Producer Jennifer Gibgot responded to the material because she felt the story
was timeless. "A lot of couples feel complacent and comfortable with each
other. They're afraid to leave the relationship, so they take the next step
because that's what's expected. 'The Wedding Planner' is about that, but it's
also about getting married for the first time for the right reasons,"

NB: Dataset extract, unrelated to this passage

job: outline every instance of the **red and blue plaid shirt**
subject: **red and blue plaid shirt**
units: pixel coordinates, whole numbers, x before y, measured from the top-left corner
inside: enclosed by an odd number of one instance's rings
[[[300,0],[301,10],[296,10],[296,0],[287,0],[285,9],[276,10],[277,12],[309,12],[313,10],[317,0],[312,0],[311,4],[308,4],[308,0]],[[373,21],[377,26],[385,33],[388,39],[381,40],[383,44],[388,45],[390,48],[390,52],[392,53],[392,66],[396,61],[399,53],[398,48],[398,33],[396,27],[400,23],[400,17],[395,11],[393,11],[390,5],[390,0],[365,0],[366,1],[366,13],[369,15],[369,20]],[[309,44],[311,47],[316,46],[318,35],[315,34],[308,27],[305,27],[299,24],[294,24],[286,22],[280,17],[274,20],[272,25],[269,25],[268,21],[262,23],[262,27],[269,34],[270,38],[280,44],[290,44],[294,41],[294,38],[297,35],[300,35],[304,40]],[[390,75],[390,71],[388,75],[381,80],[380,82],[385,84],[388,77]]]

After falling for the script, producers Peter Abrams and Gibgot went about
finding the right director for "The Wedding Planner." They wanted
someone who could balance the film's musical and dance concerns with the story's
classic romantic comedy style. Equally strong was their desire to give the film
a stunning visual look.
After interviewing dozens of people, they found the man of their dreams right
under their noses-Adam Shankman. Abrams, who had previously worked with Shankman
when he choreographed his film "She's All That," describes him as an
obvious choice for several reasons. "There are two big dance numbers in the
film, and that's Adam's strength; he's been the top movie choreographer for
years. Also, 'The Wedding Planner' is really a throwback to the romantic
comedies of the '30s and '40s, and that's very much Adam's sensibility. He knows
how to make the comedy, romance, music and dance sparkle."
Gibgot, who is also Shankman's younger sister, agrees. "Adam has seen every
single musical and classic romantic comedy ever made, so I brought him in to
meet with the studio executives, like all the other directorial candidates. He
pitched his take on the film, and they hired him right there in the room."